ANALISTA CERTO…… MA SEMPRE MAMMA!

di Giuseppe Trabace

 

Mamma ce n’è una sola dice un famoso detto.
Giusto ma è pur vero che talvolta il troppo amore materno può creare dei guai ai propri figli eternamente in fasce…  Questo tema affronta la spiritosa commedia “Prime“ senza tuttavia sforzarsi di trovare una soluzione che peraltro non è semplice.
Siamo a New York ai nostri giorni.. Rafi, un’affascinante donna in carriera di 37 anni, vede fallire dopo nove anni il suo matrimonio. Ricorre per lenire la ferita amorosa alla matura e bonaria analista ebrea Lisa. Il consiglio alla spaesata Rafi è di cercare un nuovo amore anche se non duraturo. Detto fatto la donna incontra l’aspirante pittore David di bell’aspetto e di attraente sensibilità. E’ un colpo di fulmine ma di mezzo c’è un bel guaio. Tra i due c’è una differenza di età di 14 anni in quanto il giovane ha solo 23 anni. Il fuoco divampa, la coppia fila in perfetto amore ma succede l’imprevedibile. Nel corso della seduta terapeutica Lisa scopre che l’uomo di Rafi è il suo adorato figlio. Apriti cielo! Può una mamma ebrea, fortemente attaccata alla sua religione, ammettere che il suo "innocente cucciolo" amoreggi con la "tardona" miscredente Raffi? Lisa non svela la sua scoperta ma tenta di convincere David a interrompere la relazione. Nel frattempo Rafi, ignara di tutto, rivela all’esterrefatta analista i particolari, anche intimi, del suo rapporto amoroso. Lisa non ne può più e svela il "fattaccio" alla donna. La coppia è frastornata ma alla fine il cuore di madre prende il sopravvento e Rafi conosce ufficialmente la famiglia di David. La coppia però accusa il colpo, la differenza di età nella vita quotidiana si fa sentire, i due si lasciano sia pure con dolore.  

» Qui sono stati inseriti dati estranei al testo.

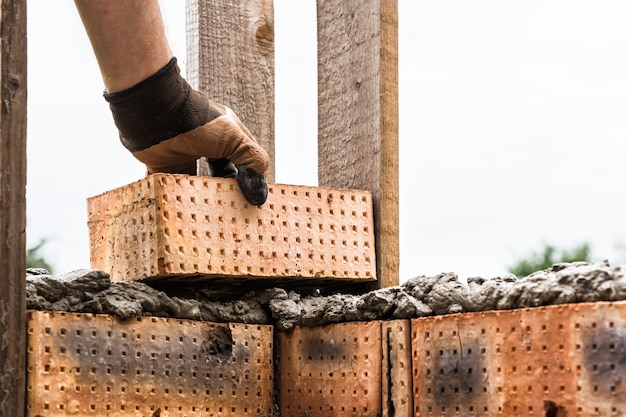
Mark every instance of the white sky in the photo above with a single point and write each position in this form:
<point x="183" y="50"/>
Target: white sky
<point x="512" y="128"/>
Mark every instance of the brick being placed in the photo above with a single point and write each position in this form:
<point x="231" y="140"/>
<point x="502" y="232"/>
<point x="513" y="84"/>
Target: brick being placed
<point x="565" y="360"/>
<point x="202" y="227"/>
<point x="95" y="365"/>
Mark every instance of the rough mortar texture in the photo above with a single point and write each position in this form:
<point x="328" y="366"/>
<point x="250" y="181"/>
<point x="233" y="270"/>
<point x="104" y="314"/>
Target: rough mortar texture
<point x="91" y="291"/>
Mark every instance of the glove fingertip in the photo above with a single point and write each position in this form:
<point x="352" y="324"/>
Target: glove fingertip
<point x="252" y="184"/>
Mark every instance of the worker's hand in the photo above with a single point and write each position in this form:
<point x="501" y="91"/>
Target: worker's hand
<point x="167" y="125"/>
<point x="224" y="136"/>
<point x="221" y="140"/>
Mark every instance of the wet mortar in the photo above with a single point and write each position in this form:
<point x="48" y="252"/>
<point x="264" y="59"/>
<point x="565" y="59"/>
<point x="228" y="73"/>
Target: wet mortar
<point x="91" y="291"/>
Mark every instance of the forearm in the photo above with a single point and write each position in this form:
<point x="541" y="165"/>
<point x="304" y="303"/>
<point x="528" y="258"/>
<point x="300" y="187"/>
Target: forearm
<point x="128" y="38"/>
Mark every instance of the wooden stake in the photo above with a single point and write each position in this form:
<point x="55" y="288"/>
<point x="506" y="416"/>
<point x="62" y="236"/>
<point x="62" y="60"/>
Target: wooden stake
<point x="230" y="54"/>
<point x="358" y="112"/>
<point x="12" y="207"/>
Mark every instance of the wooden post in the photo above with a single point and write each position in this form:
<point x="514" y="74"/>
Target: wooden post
<point x="230" y="54"/>
<point x="12" y="207"/>
<point x="358" y="112"/>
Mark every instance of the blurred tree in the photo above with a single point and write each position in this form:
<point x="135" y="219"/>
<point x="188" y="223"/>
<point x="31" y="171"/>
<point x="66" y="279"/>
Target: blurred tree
<point x="34" y="259"/>
<point x="549" y="256"/>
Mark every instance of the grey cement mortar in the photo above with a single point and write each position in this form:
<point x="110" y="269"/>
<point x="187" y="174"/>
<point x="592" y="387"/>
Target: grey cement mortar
<point x="91" y="291"/>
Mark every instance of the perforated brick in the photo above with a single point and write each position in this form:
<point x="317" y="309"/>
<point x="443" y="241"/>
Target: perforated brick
<point x="333" y="370"/>
<point x="95" y="365"/>
<point x="397" y="388"/>
<point x="177" y="225"/>
<point x="566" y="360"/>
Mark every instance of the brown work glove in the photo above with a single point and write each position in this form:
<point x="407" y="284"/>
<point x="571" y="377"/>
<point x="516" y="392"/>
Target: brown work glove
<point x="168" y="125"/>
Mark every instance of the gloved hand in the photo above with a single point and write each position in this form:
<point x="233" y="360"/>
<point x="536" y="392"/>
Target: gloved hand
<point x="167" y="125"/>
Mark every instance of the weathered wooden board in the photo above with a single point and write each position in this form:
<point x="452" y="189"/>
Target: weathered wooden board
<point x="12" y="206"/>
<point x="230" y="54"/>
<point x="358" y="112"/>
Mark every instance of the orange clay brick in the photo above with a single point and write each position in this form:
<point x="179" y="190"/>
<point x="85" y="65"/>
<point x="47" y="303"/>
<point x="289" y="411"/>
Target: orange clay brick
<point x="565" y="360"/>
<point x="330" y="371"/>
<point x="186" y="226"/>
<point x="97" y="365"/>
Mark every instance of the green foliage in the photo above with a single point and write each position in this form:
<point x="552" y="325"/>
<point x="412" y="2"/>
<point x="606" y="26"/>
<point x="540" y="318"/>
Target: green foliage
<point x="34" y="259"/>
<point x="549" y="256"/>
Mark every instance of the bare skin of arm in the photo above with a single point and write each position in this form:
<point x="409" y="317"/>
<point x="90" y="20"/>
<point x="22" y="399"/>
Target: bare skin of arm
<point x="162" y="120"/>
<point x="129" y="41"/>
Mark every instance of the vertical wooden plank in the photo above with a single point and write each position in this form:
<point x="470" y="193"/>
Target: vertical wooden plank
<point x="358" y="112"/>
<point x="12" y="207"/>
<point x="230" y="54"/>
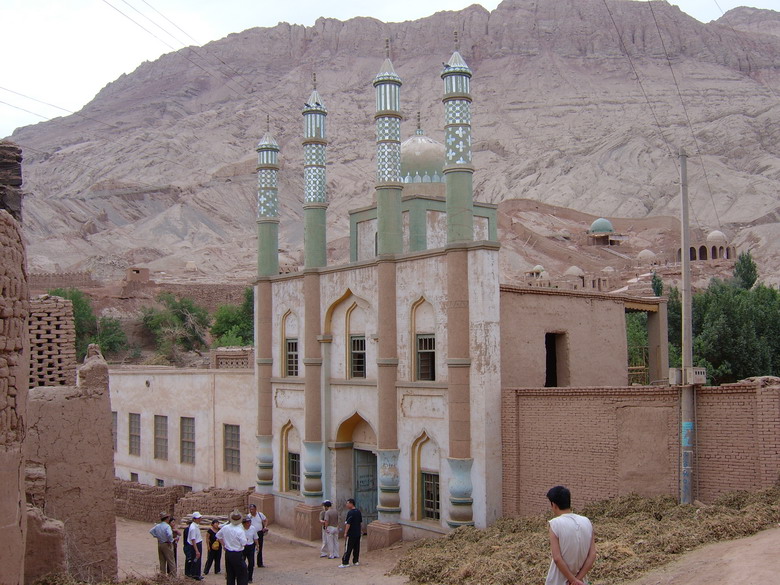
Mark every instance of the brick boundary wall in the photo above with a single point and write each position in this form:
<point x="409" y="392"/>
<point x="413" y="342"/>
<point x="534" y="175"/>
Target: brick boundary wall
<point x="52" y="331"/>
<point x="606" y="442"/>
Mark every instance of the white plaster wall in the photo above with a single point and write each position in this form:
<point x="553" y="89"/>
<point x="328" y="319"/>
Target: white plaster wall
<point x="211" y="397"/>
<point x="485" y="348"/>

Film, abbastanza incredibile negli sviluppi della trama, si distingue dalle scontate commedie made in Usa per un approccio meditato, sia pure tenendosi su toni leggeri, su certe realtà del comune vivere quotidiano. Si pensi alla descrizione ironica ma abbastanza puntuale della famiglia ebrea di David, un humus familiare tradizionale che sopravvive e tenta di difendersi a fronte di una società spesso priva di principi che la circonda o al modo in cui si smitizza la figura “carismatica “ dell’analista in ambasce. Sceneggiato e diretto con piglio disinvolto dal giovane Ben Younger, il film si avvale in primo luogo dell’interpretazione eccellente di un affiatato gruppo di attori. Meryl Streep, nel ruolo dell’analista, è da applausi quando mima tutte le insicurezze di una professionista “ deviata “ dall’amore materno. La splendente Uma Thurmann gioca con abilità la parte della donna in carriera colpita inaspettatamente da una passione irrazionale. Brjan Greenberg ha il fisico giusto per il ruolo di David ed è naturale nella recitazione. Una citazione va fatta per Jon Abrahams che caratterizza con gusto la parte di uno strano amico di David uso a spiaccicare torte sul viso delle ragazze che lo respingono.